NearestNeighbors#

class cuml.dask.neighbors.NearestNeighbors(*, client=None, streams_per_handle=0, **kwargs)[source]#

Multi-node Multi-GPU NearestNeighbors Model.

Parameters:
n_neighborsint (default=5)

Default number of neighbors to query

batch_size: int (optional, default 2000000)

Maximum number of query rows processed at once. This parameter can greatly affect the throughput of the algorithm. The optimal setting of this value will vary for different layouts and index to query ratios, but it will require batch_size * n_features * 4 bytes of additional memory on each worker hosting index partitions.

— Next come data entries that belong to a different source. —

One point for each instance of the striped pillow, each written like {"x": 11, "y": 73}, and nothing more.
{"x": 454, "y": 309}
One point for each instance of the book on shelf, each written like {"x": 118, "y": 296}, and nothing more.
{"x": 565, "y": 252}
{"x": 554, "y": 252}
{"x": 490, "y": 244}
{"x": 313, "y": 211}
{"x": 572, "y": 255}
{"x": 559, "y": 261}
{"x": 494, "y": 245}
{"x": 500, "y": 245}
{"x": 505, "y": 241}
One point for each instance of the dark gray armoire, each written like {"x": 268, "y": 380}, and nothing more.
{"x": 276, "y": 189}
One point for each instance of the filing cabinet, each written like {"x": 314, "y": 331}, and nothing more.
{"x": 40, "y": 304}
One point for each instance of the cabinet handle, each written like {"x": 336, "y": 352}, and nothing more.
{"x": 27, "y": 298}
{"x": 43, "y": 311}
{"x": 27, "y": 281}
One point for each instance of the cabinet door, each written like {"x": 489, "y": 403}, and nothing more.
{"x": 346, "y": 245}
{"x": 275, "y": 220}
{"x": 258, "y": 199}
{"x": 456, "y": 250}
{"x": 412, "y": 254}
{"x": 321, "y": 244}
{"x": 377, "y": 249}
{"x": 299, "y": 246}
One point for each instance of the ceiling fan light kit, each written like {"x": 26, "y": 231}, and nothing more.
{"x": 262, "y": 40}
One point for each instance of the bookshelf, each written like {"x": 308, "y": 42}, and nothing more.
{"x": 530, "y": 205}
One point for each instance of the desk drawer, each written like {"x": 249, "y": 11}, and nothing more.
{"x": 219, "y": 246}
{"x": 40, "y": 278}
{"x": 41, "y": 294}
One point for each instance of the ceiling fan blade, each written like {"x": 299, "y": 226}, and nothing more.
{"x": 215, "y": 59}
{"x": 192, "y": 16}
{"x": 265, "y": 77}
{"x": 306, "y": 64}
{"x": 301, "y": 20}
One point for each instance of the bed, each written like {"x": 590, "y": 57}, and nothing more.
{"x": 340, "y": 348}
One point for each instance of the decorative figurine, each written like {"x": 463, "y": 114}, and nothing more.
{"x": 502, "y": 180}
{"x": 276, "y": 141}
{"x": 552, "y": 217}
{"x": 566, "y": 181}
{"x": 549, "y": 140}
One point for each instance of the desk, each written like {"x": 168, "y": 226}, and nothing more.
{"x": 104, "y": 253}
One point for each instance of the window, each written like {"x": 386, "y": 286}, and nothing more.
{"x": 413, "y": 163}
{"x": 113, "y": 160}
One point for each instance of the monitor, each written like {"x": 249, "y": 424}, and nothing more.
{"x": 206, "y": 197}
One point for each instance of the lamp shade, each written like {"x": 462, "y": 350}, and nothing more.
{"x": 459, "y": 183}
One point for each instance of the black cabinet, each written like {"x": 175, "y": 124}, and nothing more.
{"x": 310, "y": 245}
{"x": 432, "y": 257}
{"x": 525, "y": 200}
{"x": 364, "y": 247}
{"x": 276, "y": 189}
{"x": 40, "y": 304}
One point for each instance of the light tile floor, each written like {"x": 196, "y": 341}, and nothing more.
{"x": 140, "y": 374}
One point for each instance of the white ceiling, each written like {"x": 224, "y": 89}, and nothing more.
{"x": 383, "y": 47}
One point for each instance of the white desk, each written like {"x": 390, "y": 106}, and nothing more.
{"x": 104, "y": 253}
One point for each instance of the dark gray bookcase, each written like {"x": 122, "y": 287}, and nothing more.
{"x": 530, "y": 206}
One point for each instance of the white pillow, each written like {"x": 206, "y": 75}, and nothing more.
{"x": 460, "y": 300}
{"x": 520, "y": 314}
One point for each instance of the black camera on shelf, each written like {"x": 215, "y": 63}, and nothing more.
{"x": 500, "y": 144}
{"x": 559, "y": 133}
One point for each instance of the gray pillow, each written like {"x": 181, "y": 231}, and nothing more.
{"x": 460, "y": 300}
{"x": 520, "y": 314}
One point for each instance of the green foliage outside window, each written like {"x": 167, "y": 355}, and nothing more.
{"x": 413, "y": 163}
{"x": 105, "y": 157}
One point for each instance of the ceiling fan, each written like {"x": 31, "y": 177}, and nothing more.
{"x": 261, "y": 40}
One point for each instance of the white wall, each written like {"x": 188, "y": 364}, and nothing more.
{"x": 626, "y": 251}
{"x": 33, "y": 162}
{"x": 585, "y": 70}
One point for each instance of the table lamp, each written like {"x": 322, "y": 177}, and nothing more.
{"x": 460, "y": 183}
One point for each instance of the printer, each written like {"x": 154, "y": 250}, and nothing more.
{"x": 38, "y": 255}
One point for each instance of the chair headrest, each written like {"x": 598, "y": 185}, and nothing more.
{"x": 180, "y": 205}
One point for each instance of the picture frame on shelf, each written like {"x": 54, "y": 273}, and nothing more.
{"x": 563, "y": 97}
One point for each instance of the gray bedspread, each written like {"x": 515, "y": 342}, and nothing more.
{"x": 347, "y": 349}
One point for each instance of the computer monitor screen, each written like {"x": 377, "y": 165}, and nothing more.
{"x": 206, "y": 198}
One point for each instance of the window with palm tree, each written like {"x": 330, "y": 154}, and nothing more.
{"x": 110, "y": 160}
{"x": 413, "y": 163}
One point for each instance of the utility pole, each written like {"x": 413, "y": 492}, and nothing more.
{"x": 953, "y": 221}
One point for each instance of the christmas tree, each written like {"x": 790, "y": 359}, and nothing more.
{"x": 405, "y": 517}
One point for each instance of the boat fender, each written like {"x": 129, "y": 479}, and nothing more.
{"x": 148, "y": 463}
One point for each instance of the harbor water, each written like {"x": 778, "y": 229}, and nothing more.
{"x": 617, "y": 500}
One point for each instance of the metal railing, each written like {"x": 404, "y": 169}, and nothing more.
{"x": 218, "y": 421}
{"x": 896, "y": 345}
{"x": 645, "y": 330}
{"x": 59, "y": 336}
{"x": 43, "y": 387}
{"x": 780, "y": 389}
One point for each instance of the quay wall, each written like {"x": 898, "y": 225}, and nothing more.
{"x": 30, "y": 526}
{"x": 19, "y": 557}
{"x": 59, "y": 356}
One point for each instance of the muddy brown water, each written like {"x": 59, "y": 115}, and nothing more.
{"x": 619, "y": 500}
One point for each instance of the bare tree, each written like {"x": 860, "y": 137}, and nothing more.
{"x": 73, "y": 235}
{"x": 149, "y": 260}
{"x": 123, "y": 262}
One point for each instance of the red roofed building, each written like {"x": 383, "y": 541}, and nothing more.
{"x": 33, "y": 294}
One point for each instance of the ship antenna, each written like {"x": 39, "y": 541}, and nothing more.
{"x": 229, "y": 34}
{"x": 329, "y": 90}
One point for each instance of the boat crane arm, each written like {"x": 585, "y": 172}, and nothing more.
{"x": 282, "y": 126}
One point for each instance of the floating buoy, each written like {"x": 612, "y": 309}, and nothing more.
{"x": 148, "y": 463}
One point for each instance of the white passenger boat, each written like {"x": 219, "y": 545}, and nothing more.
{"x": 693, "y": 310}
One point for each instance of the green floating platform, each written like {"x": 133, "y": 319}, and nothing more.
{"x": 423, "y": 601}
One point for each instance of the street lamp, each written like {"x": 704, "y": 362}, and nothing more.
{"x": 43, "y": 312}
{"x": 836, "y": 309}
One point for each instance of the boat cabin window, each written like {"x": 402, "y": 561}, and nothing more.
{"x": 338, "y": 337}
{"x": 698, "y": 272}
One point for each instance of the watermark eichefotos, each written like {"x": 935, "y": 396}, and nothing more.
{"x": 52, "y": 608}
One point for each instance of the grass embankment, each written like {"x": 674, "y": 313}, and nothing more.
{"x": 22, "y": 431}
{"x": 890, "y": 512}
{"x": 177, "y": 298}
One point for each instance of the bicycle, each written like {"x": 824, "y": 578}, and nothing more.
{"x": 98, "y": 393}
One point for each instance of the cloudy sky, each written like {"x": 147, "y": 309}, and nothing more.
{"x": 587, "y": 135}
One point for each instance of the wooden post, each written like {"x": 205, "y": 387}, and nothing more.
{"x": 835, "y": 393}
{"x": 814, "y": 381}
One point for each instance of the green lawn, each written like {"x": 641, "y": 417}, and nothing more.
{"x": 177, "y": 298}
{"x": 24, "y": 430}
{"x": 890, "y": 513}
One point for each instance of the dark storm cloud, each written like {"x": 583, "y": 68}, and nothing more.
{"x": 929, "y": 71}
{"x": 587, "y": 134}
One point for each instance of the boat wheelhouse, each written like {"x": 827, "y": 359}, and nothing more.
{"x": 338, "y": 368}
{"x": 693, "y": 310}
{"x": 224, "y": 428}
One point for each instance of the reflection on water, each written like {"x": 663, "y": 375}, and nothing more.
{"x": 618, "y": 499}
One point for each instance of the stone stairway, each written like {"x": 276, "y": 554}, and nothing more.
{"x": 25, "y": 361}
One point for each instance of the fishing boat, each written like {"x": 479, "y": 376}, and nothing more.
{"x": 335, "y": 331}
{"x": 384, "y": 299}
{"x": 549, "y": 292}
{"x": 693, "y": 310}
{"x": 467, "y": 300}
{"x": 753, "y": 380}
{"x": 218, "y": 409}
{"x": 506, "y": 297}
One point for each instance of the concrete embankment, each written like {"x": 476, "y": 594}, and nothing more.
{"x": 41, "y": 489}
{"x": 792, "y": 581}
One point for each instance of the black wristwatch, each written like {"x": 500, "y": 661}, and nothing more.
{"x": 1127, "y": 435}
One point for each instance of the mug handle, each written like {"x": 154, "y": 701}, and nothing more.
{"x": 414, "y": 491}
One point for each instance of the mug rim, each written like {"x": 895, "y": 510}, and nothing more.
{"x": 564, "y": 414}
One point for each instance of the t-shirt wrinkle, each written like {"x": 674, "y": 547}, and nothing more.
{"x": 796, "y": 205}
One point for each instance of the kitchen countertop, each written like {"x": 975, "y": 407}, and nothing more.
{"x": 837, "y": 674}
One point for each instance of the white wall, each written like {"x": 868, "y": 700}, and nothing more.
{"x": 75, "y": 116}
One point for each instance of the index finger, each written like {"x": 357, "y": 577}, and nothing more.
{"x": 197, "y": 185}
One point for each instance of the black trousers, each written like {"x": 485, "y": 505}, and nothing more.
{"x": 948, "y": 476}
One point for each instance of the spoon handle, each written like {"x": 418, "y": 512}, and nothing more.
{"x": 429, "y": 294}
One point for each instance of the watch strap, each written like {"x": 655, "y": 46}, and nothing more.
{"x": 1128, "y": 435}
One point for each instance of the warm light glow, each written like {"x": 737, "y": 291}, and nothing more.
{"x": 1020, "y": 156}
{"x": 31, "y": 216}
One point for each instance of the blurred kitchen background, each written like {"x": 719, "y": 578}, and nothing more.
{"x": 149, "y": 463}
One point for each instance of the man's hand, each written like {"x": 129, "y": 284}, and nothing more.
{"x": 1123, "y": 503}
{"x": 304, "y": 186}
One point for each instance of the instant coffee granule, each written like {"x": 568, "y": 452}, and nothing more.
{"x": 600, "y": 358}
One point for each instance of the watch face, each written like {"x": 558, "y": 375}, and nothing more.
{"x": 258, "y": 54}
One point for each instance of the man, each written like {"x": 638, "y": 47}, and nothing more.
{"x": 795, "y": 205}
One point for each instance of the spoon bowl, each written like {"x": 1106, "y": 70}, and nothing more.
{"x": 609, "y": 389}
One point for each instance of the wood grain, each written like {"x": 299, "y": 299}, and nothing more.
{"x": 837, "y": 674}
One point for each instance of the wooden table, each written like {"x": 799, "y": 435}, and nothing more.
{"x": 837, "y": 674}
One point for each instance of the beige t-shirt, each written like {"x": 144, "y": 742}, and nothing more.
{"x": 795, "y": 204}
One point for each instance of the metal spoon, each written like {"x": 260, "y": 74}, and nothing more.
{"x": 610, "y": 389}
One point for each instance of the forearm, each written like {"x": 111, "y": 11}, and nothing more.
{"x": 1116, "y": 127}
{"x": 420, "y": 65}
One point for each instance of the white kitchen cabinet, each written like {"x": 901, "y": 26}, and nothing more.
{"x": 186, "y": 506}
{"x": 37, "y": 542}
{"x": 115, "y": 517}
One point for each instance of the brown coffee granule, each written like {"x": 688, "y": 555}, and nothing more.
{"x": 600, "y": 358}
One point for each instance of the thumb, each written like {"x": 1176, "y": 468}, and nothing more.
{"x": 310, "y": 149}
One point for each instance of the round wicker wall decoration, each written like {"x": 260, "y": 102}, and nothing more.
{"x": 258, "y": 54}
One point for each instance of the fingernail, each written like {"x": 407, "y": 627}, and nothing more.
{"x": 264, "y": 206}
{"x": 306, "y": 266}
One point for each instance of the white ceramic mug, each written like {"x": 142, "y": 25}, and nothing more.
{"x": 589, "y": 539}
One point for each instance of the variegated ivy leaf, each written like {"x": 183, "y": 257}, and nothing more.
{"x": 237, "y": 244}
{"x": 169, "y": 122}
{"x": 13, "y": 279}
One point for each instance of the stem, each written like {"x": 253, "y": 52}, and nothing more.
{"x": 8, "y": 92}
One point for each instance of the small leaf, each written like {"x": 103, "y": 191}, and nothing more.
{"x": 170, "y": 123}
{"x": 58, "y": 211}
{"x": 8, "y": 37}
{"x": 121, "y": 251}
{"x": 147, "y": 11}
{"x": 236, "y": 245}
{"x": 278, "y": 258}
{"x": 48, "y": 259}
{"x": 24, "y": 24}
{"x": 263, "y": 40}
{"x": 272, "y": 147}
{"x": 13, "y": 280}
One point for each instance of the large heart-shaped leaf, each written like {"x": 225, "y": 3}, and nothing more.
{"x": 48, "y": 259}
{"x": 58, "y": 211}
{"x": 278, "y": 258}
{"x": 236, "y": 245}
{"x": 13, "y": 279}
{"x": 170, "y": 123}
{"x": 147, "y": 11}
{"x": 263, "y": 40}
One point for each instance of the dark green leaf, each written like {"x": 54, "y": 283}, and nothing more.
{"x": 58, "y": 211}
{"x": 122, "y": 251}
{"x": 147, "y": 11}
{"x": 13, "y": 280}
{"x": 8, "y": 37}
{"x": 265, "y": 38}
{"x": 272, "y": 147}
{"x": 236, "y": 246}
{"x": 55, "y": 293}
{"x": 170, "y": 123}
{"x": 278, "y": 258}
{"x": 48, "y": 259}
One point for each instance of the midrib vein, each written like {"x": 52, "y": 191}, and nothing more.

verboseint or boolean, default=False

Sets logging level. It must be one of cuml.common.logger.level_*. See Verbosity Levels for more info.

Methods

fit(X)

Fit a multi-node multi-GPU Nearest Neighbors index

get_neighbors(n_neighbors)

Returns the default n_neighbors, initialized from the constructor, if n_neighbors is None.

kneighbors([X, n_neighbors, ...])

Query the distributed nearest neighbors index

fit(X)[source]#

Fit a multi-node multi-GPU Nearest Neighbors index

Parameters:
Xdask_cudf.Dataframe
Returns:
self: NearestNeighbors model
get_neighbors(n_neighbors)[source]#

Returns the default n_neighbors, initialized from the constructor, if n_neighbors is None.

Parameters:
n_neighborsint

Number of neighbors

Returns:
n_neighbors: int

Default n_neighbors if parameter n_neighbors is none

kneighbors(X=None, n_neighbors=None, return_distance=True, _return_futures=False)[source]#

Query the distributed nearest neighbors index

Parameters:
Xdask_cudf.Dataframe

Vectors to query. If not provided, neighbors of each indexed point are returned.

n_neighborsint

Number of neighbors to query for each row in X. If not provided, the n_neighbors on the model are used.

return_distanceboolean (default=True)

If false, only indices are returned

Returns:
rettuple (dask_cudf.DataFrame, dask_cudf.DataFrame)

First dask-cuDF DataFrame contains distances, second contains the indices.